Other parties are likely to win enough seats to be wooed to join a coalition government.
Prayuth dissolved Parliament just ahead of the end of the four-year term of the House of Representatives. Early dissolution allows candidates for the lower house to switch party affiliations just 30 days before the election, instead of the usual 90 days.
Parties led and backed by Thaksin have won the most seats in every election since 2001, but been fiercely opposed by the conservatives, who have undermined several governments headed by Thaksin and his allies by utilizing legal rulings by the judiciary and military coups in 2006 and 2014.
Pheu Thai’s top candidate for the prime minister’s post is his 36-year-old daughter Paetongtarn Shinawatra, whom polls show to be the most popular choice by a large margin.
Prayuth, who turned 69 on Tuesday, first assumed the top job after staging the 2014 coup as army commander, ousting Yingluck’s elected government.
He did not run in the 2019 election but was selected prime minister by Parliament after receiving the support of the army-linked Palang Pracharath party.

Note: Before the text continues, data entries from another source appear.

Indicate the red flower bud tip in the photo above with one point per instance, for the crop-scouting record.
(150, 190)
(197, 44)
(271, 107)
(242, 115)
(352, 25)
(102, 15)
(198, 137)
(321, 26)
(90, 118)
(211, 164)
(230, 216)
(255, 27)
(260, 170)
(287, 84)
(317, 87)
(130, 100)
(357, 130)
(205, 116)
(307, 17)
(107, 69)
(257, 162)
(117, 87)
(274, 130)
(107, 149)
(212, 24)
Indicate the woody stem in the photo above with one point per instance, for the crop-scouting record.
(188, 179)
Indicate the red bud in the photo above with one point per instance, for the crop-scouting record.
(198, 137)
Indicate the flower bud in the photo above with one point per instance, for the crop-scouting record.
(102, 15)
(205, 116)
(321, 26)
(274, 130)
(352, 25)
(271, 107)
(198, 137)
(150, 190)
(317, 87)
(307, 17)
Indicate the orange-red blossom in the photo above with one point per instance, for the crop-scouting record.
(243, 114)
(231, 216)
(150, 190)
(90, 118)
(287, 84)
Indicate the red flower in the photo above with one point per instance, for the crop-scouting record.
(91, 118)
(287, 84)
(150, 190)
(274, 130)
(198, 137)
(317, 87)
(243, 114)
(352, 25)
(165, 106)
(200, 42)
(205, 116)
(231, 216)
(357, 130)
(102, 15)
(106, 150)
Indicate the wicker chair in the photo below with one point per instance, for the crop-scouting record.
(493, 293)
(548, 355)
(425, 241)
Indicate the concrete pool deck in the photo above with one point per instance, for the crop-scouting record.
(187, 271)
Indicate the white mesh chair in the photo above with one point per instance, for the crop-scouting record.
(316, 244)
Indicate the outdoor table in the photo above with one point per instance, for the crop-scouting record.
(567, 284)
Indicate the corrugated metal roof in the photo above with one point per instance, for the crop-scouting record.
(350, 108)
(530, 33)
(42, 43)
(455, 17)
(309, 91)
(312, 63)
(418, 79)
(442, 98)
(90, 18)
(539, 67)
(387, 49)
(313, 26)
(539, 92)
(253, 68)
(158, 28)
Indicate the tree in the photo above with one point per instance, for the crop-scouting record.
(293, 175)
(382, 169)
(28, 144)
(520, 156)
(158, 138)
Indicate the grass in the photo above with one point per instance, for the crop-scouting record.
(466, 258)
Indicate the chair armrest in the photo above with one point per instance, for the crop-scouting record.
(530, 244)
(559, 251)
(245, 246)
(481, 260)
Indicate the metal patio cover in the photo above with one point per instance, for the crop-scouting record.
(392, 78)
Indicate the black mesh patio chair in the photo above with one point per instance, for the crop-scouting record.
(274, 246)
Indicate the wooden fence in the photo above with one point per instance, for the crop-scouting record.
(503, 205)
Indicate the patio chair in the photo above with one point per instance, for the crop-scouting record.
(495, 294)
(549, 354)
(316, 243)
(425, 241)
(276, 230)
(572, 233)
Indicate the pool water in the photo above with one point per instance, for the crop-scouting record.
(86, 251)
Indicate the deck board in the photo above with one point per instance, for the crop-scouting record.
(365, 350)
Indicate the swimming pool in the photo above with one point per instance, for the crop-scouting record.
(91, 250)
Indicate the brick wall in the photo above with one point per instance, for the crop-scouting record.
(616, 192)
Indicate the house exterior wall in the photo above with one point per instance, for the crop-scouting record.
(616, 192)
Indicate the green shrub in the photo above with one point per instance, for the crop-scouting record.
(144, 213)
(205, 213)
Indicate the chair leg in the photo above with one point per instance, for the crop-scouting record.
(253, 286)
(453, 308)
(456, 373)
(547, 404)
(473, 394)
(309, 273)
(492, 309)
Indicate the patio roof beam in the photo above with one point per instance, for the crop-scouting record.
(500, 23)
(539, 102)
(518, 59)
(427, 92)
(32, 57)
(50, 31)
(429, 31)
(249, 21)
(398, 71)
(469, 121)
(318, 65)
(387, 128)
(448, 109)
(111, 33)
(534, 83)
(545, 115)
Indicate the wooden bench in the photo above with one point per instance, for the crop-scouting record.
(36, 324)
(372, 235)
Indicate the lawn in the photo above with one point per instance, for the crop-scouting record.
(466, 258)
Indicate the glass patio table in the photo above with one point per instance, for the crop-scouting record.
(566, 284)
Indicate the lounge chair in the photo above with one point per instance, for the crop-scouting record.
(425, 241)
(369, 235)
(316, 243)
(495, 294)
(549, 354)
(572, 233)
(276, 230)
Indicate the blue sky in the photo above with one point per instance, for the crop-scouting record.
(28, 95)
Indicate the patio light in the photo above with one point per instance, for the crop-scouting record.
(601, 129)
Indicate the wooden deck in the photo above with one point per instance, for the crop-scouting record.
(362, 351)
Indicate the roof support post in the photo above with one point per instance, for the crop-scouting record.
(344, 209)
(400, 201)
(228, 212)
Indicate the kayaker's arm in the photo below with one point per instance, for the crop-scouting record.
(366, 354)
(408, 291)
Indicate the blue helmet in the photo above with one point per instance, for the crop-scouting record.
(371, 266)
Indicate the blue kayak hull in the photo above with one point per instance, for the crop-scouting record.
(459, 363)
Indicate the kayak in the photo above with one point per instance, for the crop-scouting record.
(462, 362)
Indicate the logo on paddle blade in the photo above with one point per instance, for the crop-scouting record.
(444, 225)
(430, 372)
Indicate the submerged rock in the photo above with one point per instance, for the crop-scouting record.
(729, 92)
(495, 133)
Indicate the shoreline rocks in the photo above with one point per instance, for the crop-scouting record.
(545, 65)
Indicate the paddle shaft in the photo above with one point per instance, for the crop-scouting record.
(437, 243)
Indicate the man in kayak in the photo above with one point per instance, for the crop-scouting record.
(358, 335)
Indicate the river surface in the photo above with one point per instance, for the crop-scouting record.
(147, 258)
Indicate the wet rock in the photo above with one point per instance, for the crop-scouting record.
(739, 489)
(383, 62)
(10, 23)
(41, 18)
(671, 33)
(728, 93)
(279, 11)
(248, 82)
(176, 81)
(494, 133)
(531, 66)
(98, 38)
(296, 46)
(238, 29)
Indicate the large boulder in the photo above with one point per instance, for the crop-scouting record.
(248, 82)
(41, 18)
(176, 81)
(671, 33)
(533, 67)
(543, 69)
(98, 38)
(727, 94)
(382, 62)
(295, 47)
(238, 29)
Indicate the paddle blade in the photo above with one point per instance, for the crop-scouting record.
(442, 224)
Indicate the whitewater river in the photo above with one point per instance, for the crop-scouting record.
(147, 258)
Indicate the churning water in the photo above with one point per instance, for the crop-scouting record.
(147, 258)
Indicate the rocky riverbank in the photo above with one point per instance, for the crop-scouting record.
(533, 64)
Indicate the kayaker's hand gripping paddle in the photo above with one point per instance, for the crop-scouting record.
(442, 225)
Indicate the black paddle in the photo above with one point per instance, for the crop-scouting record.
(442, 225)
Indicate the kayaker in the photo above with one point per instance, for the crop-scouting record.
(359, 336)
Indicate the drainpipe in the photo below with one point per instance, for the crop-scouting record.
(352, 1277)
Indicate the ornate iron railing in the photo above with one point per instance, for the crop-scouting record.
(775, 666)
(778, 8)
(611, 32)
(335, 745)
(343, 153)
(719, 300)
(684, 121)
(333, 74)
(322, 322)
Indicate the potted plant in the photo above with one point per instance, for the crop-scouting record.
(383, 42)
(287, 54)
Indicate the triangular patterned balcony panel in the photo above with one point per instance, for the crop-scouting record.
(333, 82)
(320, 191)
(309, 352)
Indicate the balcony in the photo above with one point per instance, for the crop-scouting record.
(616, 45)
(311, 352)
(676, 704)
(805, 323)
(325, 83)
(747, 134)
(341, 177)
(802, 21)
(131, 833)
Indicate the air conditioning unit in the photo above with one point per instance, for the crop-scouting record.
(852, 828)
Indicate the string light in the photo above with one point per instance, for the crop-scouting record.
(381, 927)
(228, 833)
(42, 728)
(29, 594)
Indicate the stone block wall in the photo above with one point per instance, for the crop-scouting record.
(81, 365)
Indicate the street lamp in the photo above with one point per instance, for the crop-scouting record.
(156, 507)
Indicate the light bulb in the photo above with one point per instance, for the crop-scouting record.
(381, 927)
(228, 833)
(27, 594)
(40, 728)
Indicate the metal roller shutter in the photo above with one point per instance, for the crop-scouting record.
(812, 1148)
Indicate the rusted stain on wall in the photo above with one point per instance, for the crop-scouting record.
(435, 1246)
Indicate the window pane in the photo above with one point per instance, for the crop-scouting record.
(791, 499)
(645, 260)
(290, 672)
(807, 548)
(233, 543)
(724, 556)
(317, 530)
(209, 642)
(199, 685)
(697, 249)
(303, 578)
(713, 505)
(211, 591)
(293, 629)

More than 52 million people are eligible to vote across 400 constituencies. Four hundred seats will be determined by first-past-the-post races in each constituency. A separate party preference ballot will seat the other 100 members of the House of Representatives from national party lists.
The prime minister is selected by a vote in a combined session of the newly elected lower house and the 250-seat Senate, a conservative body whose members are appointed.